For the first time in the last three seasons, the two-time defending National League Champions, the Los Angeles Dodgers, did not acquire any top talent available by the 2019 trade deadline.
The Dodgers’ brass faced a mighty task in fighting with the Pittsburgh Pirates. The rare gold booty our hero-Dodgers’ desired? None other than the World Series Championship.
Did our captain, Andrew Friedman, make the right decision in battle? Why would the evil Pirates hold Felipe Vazquez hostage? Find out this and more, in our latest edition of The Great Trade Deadline Dilemma: 2019.
Daunting right? Please allow me to snap back into reality.
When any team approaches the deadline there’s typically a glaring improvement that needs to be addressed or the front-office feels confident enough with the team remaining in front of them after the long grind of a more than half of the MLB season.
During Spring Training this year, the head of baseball operations, Andrew Friedman, claimed that the 2019 version of the Dodgers were, at the time “without weakness.” I agreed with him then and I still mostly agree with him now.

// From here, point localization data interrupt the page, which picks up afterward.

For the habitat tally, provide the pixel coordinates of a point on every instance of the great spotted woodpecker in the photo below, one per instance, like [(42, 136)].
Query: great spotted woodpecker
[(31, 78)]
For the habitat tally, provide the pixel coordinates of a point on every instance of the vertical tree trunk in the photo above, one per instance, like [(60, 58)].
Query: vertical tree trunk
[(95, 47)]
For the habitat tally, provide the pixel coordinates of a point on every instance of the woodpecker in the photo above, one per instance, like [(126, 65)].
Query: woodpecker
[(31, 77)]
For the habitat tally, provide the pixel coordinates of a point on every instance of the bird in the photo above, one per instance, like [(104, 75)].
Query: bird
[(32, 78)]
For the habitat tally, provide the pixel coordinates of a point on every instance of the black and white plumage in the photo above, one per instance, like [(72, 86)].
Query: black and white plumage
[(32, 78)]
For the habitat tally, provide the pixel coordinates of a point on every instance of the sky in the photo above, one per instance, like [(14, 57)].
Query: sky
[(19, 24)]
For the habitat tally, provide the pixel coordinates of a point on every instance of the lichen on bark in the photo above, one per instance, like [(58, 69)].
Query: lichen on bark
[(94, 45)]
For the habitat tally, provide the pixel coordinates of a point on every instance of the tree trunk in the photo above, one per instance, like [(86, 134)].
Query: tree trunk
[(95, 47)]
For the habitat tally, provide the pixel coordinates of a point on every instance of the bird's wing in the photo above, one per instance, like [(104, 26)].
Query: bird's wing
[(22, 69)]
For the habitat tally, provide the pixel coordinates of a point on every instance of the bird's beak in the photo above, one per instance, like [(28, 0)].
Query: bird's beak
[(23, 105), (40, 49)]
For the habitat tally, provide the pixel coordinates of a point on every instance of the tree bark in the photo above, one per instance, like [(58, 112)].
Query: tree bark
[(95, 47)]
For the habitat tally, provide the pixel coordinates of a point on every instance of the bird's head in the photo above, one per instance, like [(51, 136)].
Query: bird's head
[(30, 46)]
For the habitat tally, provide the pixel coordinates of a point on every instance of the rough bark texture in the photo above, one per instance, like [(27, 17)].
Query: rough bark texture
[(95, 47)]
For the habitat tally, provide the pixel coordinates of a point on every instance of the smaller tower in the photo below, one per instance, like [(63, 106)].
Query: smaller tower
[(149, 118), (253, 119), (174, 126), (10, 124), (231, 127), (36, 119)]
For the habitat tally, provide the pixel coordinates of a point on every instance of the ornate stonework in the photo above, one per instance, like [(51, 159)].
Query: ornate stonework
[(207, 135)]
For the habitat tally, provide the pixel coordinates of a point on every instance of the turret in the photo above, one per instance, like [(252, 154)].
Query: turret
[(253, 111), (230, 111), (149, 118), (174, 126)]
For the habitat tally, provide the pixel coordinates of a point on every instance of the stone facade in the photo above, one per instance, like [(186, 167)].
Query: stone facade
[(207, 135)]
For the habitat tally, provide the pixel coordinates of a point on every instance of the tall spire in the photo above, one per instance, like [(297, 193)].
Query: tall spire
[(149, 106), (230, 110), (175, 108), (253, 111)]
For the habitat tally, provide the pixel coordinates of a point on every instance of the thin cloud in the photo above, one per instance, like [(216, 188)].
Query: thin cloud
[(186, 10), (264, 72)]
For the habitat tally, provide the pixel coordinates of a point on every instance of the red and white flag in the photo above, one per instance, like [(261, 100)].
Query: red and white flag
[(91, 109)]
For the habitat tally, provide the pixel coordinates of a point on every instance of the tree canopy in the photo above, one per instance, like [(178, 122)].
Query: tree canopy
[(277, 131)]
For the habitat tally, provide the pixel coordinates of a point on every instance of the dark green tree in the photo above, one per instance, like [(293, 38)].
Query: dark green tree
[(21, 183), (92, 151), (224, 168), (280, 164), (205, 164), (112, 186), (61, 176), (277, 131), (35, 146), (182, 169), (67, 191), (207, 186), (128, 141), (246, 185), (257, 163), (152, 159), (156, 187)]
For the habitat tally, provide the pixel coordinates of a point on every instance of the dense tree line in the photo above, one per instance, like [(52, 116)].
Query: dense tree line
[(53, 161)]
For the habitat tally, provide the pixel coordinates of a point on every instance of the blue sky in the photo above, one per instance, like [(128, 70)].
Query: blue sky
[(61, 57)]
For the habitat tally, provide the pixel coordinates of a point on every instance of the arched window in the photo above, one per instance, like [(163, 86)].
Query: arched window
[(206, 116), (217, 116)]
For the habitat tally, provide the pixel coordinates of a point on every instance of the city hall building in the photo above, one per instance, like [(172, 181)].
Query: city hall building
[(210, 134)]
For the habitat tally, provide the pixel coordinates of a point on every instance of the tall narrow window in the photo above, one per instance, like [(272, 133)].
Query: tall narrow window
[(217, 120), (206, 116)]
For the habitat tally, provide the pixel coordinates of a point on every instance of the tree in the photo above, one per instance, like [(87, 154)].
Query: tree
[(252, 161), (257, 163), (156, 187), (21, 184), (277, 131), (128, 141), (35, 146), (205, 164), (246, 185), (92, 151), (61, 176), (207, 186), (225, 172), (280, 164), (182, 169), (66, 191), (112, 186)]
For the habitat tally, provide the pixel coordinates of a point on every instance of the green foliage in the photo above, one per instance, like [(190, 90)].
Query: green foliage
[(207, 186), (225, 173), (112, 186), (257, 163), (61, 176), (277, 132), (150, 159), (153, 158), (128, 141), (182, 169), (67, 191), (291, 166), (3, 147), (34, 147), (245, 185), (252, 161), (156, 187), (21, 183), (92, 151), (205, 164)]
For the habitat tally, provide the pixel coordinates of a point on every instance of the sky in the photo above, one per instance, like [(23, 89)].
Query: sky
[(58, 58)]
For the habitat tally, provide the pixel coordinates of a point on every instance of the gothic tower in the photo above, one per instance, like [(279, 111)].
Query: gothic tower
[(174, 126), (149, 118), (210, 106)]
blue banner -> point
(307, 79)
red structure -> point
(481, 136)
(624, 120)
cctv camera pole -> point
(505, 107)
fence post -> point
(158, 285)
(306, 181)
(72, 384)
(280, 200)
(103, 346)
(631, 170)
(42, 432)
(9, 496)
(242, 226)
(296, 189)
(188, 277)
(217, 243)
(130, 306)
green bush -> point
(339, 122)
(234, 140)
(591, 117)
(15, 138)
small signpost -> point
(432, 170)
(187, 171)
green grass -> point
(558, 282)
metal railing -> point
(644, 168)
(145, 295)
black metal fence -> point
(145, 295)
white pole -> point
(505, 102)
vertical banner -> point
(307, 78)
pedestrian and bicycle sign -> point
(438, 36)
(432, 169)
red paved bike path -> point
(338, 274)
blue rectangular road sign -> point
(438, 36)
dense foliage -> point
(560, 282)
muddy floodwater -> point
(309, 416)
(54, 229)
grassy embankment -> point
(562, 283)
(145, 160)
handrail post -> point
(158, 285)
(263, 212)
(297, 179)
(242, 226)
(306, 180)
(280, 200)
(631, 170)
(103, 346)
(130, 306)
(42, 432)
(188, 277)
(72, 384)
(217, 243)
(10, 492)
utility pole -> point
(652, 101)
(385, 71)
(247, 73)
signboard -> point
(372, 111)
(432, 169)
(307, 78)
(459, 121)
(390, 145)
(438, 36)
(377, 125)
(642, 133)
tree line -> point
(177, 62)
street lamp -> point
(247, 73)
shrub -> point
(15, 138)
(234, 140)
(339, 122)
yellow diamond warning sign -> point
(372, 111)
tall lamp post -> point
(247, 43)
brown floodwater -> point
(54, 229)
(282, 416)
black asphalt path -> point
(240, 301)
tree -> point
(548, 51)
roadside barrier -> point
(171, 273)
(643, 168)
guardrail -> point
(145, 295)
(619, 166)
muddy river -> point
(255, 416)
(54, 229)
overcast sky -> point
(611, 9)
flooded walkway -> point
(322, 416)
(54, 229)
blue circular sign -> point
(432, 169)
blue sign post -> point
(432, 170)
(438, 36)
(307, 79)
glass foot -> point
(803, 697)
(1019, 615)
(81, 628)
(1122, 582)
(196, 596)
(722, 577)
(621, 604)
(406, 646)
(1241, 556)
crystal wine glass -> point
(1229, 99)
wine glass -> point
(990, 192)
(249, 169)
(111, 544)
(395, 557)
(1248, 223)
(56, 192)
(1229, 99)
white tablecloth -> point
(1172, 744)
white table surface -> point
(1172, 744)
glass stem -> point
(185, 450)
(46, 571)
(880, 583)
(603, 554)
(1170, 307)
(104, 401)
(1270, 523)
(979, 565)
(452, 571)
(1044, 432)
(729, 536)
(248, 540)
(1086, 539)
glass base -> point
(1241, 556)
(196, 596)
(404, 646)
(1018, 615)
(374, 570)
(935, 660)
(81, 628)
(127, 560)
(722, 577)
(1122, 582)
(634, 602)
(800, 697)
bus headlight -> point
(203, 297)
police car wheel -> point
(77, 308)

Back in late-February, I argued that because the regular season hadn’t yet started, the team’s only real measure of assessing talent was through the evaluation of the team on paper. Of course, now that it’s early-August, the same methods of self-evaluation today cannot be the same as they were during Spring Training.
Injuries are inevitable. Personnel changes can sometimes alter a team’s season. Even the in-house stuff, such as the infamous “Joc Pederson experiment” at 1st base, can severely affect the outcome of an entire season.
It’s how the team, management, and the front-office deal with these issues that separates the winners from the losers, especially at this point in the regular season. Fans and management alike look to possible trades to solve a team’s weakness – whether foreseen or not.